Consistent with the in vitro results, the delayed tumor growth of Hep3B tumor by A23 treatment was caused by inhibition of cell proliferation. GEP is a growth factor that stimulates the growth of tumor cells through the MAPK pathway, and GEP also activates the Akt pathway in a number of cell types.19 To delineate the mechanism of A23-induced growth inhibition, we investigated the possible involvement of these 2 kinases. Phosphorylation of p44/42 MAPK and Akt were reduced after A23 treatment in a dose-dependent manner. The data suggested that the antiproliferative effect of anti-GEP mAb treatment resulted from A23 suppression of p44/42 MAPK and Akt phosphorylation. Furthermore, A23 treatment led to increased tumor necrosis but no significant effect on apoptosis, thus hinting at its possible effect on tumor angiogenesis. VEGF was an important factor for HCC angiogenesis, whereas histological evaluation of microvessel density provided information on the angiogenesis activity of the tumor. We showed that A23 treatment could reduce tumor VEGF level and microvessel density. The present study indicated that anti-GEP mAb reduced tumor growth through inhibition of phosphorylation of MAPK and Akt and tumor angiogenesis.
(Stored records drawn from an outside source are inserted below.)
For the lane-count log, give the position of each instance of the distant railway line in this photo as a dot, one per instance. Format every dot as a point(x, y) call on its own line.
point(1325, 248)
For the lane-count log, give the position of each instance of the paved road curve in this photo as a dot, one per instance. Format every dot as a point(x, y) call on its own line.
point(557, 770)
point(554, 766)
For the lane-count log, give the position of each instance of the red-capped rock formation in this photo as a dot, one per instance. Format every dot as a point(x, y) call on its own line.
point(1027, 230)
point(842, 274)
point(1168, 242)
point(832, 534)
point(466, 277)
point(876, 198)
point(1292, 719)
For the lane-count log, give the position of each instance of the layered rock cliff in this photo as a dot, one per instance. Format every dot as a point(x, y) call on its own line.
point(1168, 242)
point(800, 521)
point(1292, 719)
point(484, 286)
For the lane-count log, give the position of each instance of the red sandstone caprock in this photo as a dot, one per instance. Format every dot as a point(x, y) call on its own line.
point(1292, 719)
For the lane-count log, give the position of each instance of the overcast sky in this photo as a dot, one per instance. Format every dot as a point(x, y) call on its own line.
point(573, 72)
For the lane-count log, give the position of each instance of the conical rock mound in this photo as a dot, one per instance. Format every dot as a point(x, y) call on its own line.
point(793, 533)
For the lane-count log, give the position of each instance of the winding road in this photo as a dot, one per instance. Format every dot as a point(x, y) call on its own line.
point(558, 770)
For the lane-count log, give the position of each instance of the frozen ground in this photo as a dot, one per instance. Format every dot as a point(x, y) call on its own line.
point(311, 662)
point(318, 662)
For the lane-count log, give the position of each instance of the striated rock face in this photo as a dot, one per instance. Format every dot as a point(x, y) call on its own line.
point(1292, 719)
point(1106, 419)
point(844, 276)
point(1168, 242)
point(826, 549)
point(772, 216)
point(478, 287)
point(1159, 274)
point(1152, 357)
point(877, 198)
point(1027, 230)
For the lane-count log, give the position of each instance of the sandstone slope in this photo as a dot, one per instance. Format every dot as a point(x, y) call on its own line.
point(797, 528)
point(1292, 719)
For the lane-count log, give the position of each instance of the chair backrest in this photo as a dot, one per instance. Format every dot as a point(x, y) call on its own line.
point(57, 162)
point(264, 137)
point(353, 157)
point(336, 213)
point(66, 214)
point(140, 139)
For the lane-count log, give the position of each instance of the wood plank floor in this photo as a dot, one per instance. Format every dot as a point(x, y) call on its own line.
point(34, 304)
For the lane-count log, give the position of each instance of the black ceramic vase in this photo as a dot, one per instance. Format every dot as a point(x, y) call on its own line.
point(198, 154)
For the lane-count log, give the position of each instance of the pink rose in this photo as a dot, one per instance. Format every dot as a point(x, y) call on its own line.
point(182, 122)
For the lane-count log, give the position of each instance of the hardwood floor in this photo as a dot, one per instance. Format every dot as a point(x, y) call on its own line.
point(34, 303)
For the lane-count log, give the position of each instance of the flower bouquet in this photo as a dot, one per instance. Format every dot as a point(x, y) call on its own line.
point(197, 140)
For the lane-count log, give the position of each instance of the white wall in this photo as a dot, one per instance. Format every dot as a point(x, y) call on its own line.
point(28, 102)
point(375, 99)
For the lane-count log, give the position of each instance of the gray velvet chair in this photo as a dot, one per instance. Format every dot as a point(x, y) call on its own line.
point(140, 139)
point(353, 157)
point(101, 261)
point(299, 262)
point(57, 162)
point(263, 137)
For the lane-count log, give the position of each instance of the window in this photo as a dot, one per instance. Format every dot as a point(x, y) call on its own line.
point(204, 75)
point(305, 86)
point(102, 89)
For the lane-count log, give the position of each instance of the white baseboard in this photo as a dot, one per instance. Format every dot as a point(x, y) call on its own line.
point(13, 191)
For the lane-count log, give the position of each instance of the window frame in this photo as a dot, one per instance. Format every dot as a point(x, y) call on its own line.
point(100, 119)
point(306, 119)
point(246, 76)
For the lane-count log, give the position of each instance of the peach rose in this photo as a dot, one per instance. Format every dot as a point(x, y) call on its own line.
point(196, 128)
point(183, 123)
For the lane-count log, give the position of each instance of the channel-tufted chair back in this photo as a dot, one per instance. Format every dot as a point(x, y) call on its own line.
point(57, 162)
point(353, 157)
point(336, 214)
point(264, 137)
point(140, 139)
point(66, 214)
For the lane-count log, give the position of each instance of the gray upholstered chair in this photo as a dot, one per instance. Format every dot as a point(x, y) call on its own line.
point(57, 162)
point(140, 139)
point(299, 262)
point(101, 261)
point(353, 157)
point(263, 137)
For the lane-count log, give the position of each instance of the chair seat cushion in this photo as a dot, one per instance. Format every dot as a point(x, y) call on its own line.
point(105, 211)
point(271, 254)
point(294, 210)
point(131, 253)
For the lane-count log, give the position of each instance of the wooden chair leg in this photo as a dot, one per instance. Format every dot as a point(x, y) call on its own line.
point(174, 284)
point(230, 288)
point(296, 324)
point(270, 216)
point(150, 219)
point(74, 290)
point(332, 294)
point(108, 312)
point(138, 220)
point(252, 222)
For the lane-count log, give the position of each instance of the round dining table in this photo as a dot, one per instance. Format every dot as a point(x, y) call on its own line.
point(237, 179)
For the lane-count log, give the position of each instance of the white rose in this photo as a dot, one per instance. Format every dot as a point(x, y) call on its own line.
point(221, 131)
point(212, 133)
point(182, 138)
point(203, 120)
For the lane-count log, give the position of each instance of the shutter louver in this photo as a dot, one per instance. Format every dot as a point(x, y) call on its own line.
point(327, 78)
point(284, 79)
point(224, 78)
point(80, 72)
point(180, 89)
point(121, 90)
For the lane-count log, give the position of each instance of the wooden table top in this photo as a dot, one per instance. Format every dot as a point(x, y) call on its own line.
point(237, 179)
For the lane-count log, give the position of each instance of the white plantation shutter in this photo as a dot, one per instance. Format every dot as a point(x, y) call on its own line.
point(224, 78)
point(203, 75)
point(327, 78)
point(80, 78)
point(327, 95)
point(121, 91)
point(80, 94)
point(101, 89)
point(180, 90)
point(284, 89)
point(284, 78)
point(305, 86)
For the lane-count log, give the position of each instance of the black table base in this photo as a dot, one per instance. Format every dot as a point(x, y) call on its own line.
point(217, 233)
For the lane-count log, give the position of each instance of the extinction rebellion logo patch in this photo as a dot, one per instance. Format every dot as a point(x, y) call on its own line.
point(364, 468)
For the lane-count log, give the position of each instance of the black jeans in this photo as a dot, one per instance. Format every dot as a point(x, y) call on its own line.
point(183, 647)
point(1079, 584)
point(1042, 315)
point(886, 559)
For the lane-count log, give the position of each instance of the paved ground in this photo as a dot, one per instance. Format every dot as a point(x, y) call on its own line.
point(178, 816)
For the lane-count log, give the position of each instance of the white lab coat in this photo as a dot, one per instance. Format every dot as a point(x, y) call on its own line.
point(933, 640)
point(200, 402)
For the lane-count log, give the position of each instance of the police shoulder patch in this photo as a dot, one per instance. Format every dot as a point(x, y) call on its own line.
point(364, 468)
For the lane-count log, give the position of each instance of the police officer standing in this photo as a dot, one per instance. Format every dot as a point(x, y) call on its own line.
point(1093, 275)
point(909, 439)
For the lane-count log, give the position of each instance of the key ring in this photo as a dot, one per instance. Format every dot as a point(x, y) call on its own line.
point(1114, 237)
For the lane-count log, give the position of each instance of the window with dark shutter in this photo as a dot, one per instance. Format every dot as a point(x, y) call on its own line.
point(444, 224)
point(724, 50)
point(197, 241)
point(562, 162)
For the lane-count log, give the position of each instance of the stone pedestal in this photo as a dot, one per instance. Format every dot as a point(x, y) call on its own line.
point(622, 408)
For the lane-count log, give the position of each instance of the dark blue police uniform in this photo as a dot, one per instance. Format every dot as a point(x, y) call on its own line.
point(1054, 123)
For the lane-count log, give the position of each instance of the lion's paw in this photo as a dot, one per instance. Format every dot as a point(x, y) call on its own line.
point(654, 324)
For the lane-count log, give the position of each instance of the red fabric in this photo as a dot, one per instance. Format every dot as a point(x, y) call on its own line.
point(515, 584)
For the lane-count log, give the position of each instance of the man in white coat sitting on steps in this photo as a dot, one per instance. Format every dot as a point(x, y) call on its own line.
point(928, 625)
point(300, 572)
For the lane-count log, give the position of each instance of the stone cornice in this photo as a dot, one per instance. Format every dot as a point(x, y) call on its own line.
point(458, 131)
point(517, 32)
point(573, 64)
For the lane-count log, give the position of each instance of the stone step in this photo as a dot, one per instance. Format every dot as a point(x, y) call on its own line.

In summary, GEP is a promising therapeutic target for HCC. In a separate study, we demonstrated that serum GEP level was elevated in about 60% of HCC patients in comparison with healthy individuals (Ho et al., manuscript submitted). Thus, a blood test can identify target patients susceptible to anti-GEP treatment. In the current mouse model, the reduction in serum GEP level correlated with the reduction in tumor burden. Therefore, the same blood test can also monitor treatment response, which relieves the need to do repeat imaging with its concerns about high cost and radiological exposure. Anti-GEP inhibited tumor growth with massive necrosis through antiproliferative and antiangiogenic functions. The current study demonstrates that A23 neutralizes GEP, but whether A23 induces complement-dependent cytotoxicity will need further investigation. Notably, overexpression of GEP has also been shown in breast,30 ovarian,31 and prostate32 cancers; therefore, anti-GEP therapy may also be applicable to a broad spectrum of human cancer types.